Another type of magic has been happening recently – like when Sissel met Lynda. Sissel is one of my closest friends here. Lynda is an English woman who I’ve known since I started the Book Club about six months ago. A couple of weeks ago, Lynda came to our Spanish conversation for the first time where she met Sissel, and they totally hit it off. On another ocassion, Sissel and Irya, a Finnish woman who I know from Spanish class, were at AlteArte on the day that Ivan was making an egg delivery. He had thrown in some onions and garlic, and I happily showed Sissel and Irya the delivery as I never cease to be impressed by the idea of being able to live off the fruits of the land which is just part of life in Altea. They were so swept away by the notion that we went and visited Ivan at his home later that week and they purchased vegetables straight from his land and each adopted a hen in order to get fresh eggs just as we do. And the best part is it’s a win win. Ivan sells his produce, one of his sole sources of income since he closed his business at the beginning of the year. Sissel and Irya get to make this unique notion of local produce a part of their daily lives in Altea, and now they all know each other, having met at AlteArte and bound by produce. Through instances like these, the people who make up AlteArte are getting to know one another so that eventually there will be no division between our friends and our customers but just one large community of people from all different nationalities.

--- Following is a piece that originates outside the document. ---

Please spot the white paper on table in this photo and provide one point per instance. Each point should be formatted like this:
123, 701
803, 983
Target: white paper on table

The novelty of running AlteArte may have worn off, but glimpses of a different kind of sensation have taken its place. Glimpses of a seed that we planted more than two years ago taking root and starting to flower, and the consequent rewards are ten times more intensely satisfying as if two years of dedication and hard work have unlocked a new level of consciousness. So when a couple of American guys comment that they’re a long way from home, but when they come to AlteArte, they feel comfortable as if they could stay forever, or a Polish girl brings her brother and friends to AlteArte having described it as a place where you can meet people from all over, these comments and observations mean the world to us. For they validate everything that we envisioned for AlteArte and prove that we have created a unique and special place. And they keep us fueled and give us the energy to see another day through – knowing that that might just be the day that a new flower blooms.